War memorial near Iquique, Chile

The Unknown Sailor Monument is a monument built in honor to the sailors who fought and died in the Battle of Iquique, a naval battle off the coast of Chile.

This monument was given by the Chilean Navy to the city of Iquique in tribute to the seamen.

It was opened by the Commander in Chief of the Navy and member of the Pinochet-led Military Junta, Admiral José Toribio Merino, on August 20, 1977, when Commander Eduardo Angulo Budge was in charge of the Naval District North.

==Description==

The monument is located in the extreme north of the city Iquique, and it is an imposing statue made of bronze wielding the Chilean flag.

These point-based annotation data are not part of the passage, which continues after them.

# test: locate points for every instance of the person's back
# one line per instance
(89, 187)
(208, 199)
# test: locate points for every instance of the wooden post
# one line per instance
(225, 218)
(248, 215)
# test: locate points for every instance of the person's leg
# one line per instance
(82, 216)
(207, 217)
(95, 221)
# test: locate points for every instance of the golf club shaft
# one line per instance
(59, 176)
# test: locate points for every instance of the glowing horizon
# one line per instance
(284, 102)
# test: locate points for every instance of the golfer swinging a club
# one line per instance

The monument is a figure of an unknown sailor, in whose hands rests an axe as a sign of boarding.
It is looking at the sea and behind it there are sandy hills.
His figure represents sailors without identity, who lost their lives at sea. We can also see at the entrance an explanatory sign showing the movements of the ships during the Naval Battle.
This statue stands atop a small rocky summit, from where tourists are able to gaze the entire coast of Iquique, including the Buoy “Esmeralda”.
It is located opposite the buoy that indicates where the sunken remains of Corvette Esmeralda are located, which was defeated during the Naval Battle of Iquique in 1879.